Gemäß § 24 Abs. 1 VwGVG hat das Verwaltungsgericht auf Antrag oder, wenn es dies für erforderlich hält, von Amts wegen eine öffentliche mündliche Verhandlung durchzuführen. Gemäß Abs. 3 hat der BF die Durchführung einer Verhandlung in der Beschwerde oder im Vorlageantrag zu beantragen. Den sonstigen Parteien ist Gelegenheit zu geben, binnen angemessener, zwei Wochen nicht übersteigender Frist einen Antrag auf Durchführung einer Verhandlung zu stellen. Ein Antrag auf Durchführung einer Verhandlung kann nur mit Zustimmung der anderen Parteien zurückgezogen werden. Gemäß Abs. 4 kann, soweit durch Bundes- oder Landesgesetz nicht anderes bestimmt ist, das Verwaltungsgericht ungeachtet eines Parteiantrages von einer Verhandlung absehen, wenn die Akten erkennen lassen, dass die mündliche Erörterung eine weitere Klärung der Rechtssache nicht erwarten lässt, und einem Entfall der Verhandlung weder Art. 6 Abs. 1 der Konvention zum Schutze der Menschenrechte und Grundfreiheiten, BGBl. Nr. 210/1958, noch Art. 47 der Charta der Grundrechte der Europäischen Union, ABl. Nr. C 83 vom 30.03.2010 S. 389 entgegenstehen.

 

Von der Durchführung einer mündlichen Verhandlung wurde gemäß § 24 Abs. 4 VwGVG abgesehen, da der Sachverhalt aus der Aktenlage in Verbindung mit der Beschwerde hinreichend geklärt schien.

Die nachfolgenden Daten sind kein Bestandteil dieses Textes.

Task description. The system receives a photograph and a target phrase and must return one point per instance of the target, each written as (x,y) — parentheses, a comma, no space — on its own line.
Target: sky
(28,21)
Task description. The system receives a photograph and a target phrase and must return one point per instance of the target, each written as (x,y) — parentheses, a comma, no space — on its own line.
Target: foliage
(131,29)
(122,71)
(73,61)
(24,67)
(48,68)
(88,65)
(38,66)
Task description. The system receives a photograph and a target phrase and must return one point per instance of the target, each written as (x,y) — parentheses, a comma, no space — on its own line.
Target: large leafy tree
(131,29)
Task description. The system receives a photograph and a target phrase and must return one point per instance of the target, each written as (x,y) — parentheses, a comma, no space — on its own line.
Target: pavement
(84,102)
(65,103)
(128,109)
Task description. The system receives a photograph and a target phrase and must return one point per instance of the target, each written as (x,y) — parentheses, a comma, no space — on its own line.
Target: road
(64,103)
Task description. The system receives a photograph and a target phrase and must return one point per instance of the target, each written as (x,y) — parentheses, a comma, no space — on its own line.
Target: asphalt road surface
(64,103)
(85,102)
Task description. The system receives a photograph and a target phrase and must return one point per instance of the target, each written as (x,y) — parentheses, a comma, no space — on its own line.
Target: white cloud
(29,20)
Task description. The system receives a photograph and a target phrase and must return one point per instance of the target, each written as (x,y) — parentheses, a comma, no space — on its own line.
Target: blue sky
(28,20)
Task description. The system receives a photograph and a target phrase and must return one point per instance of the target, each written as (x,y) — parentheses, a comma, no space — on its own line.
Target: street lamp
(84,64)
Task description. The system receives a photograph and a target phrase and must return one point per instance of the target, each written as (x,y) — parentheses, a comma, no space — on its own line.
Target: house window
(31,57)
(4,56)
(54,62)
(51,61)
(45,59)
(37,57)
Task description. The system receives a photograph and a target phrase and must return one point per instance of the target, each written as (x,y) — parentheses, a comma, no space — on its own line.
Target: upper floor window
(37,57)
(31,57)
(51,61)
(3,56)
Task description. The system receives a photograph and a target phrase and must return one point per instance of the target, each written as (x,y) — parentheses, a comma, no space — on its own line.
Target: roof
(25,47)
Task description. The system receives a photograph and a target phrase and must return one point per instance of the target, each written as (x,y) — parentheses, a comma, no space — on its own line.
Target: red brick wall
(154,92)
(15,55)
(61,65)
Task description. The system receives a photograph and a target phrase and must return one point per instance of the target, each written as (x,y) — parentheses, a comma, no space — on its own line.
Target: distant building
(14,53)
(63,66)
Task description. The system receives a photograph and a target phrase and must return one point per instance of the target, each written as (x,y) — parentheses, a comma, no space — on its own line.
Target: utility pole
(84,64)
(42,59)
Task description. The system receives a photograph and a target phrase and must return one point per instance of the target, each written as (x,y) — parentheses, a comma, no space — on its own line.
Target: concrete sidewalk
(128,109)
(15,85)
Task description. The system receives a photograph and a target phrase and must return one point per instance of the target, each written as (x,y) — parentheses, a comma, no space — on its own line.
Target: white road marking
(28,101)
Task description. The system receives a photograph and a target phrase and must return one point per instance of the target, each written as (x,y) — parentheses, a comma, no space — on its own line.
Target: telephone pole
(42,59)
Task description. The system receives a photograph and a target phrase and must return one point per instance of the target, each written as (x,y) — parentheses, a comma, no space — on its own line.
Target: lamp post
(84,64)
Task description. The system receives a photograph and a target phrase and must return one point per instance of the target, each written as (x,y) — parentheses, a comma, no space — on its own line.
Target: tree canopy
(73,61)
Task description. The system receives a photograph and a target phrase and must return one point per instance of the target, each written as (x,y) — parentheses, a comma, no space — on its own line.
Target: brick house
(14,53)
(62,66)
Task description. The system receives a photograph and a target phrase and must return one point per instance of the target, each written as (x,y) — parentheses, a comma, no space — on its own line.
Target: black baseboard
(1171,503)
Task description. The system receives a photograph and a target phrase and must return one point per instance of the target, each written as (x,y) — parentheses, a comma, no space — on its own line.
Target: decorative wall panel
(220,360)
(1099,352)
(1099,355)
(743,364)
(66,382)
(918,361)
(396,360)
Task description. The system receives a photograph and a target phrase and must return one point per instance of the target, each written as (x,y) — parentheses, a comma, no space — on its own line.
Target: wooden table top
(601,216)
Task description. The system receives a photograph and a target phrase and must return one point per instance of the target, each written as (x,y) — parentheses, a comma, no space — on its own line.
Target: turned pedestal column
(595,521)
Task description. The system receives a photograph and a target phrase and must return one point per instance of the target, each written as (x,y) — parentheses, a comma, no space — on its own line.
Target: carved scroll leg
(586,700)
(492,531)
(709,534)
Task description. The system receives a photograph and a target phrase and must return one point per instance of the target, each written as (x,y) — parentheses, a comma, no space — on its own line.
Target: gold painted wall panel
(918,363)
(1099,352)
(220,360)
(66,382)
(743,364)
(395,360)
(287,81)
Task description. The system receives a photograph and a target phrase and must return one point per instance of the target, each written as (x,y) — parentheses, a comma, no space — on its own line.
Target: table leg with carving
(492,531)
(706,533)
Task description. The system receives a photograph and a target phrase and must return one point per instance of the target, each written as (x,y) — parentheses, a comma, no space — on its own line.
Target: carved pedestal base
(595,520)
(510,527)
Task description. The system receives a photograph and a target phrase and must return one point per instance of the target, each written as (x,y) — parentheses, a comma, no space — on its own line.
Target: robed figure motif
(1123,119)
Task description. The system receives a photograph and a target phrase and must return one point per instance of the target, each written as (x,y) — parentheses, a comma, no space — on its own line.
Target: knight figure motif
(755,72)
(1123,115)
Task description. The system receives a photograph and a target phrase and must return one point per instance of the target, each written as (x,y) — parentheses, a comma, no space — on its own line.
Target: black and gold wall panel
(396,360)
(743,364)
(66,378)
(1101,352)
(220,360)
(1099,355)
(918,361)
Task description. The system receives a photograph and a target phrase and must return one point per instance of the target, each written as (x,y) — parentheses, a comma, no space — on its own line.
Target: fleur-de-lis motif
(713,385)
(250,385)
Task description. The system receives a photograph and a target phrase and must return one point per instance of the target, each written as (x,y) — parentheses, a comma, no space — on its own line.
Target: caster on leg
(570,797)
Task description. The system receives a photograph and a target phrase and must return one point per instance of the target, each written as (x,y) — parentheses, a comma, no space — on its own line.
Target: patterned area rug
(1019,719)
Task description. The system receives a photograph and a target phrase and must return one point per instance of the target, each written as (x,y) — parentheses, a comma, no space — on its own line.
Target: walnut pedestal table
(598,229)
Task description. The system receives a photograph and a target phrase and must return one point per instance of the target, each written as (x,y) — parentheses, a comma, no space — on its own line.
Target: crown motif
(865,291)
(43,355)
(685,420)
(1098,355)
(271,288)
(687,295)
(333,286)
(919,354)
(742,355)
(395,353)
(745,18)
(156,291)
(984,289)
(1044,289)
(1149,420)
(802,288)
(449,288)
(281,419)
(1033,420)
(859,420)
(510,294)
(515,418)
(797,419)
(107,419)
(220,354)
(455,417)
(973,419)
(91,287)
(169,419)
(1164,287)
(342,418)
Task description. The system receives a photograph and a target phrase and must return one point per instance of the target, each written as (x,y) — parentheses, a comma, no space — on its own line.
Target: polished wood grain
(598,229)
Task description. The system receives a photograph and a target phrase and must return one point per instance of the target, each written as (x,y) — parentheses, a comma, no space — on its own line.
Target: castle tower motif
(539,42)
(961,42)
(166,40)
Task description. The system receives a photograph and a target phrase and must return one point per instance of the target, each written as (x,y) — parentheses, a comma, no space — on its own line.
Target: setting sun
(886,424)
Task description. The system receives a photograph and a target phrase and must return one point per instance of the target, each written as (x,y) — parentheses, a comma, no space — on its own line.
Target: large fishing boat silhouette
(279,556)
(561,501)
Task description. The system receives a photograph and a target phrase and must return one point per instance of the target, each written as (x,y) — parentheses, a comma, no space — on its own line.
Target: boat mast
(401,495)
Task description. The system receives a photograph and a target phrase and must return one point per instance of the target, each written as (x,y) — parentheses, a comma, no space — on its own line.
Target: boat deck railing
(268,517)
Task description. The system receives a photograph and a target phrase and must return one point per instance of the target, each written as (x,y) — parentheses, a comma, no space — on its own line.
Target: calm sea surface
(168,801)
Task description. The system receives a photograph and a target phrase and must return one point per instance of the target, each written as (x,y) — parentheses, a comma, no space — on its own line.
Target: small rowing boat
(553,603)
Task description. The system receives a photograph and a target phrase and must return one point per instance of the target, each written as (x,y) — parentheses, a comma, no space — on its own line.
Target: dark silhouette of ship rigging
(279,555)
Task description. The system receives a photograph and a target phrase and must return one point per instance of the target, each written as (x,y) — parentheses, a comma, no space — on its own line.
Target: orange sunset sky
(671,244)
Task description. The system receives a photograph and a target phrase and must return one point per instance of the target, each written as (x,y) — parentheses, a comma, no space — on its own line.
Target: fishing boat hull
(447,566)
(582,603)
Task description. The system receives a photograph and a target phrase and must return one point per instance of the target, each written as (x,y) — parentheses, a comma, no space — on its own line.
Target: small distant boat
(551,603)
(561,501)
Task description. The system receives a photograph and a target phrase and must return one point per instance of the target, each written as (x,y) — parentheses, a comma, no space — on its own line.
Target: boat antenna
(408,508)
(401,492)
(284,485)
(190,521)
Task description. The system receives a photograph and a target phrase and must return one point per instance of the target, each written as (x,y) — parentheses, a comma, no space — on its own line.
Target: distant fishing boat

Der entscheidungsrelevante Sachverhalt war damit weder in wesentlichen Punkten ergänzungsbedürftig noch erschien er in entscheidenden Punkten als nicht richtig. Zudem liegt eine Rechtsfrage von keiner besonderen Komplexität vor. Dem Entfall der Verhandlung stehen auch weder Art. 6 Abs. 1 EMRK noch Art. 47 der Charta der Grundrechte der Europäischen Union entgegen.

 

Zu B) Unzulässigkeit der Revision:

 

Gemäß § 25a Abs. 1 VwGG hat das Verwaltungsgericht im Spruch seines Erkenntnisses oder Beschlusses auszusprechen, ob die Revision gemäß Art. 133 Abs. 4 B-VG zulässig ist. Der Ausspruch ist kurz zu begründen.

 

Die Revision ist gemäß Art 133 Abs. 4 B-VG nicht zulässig, weil die Entscheidung nicht von der Lösung einer Rechtsfrage abhängt, der grundsätzliche Bedeutung zukommt. Weder weicht die Entscheidung von der bisherigen Rechtsprechung des Verwaltungsgerichtshofes ab, noch fehlt es an einer diesbezüglichen Rechtsprechung; weiters ist die vorliegende Rechtsprechung des Verwaltungsgerichtshofes auch nicht als uneinheitlich zu beurteilen. Auch liegen keine sonstigen Hinweise auf eine grundsätzliche Bedeutung der zu lösenden Rechtsfrage vor. In der rechtlichen Beurteilung zu Punkt A) wurde ausführlich auf die Judikatur des VwGH eingegangen und diese zitiert.

 

Es war daher spruchgemäß zu entscheiden.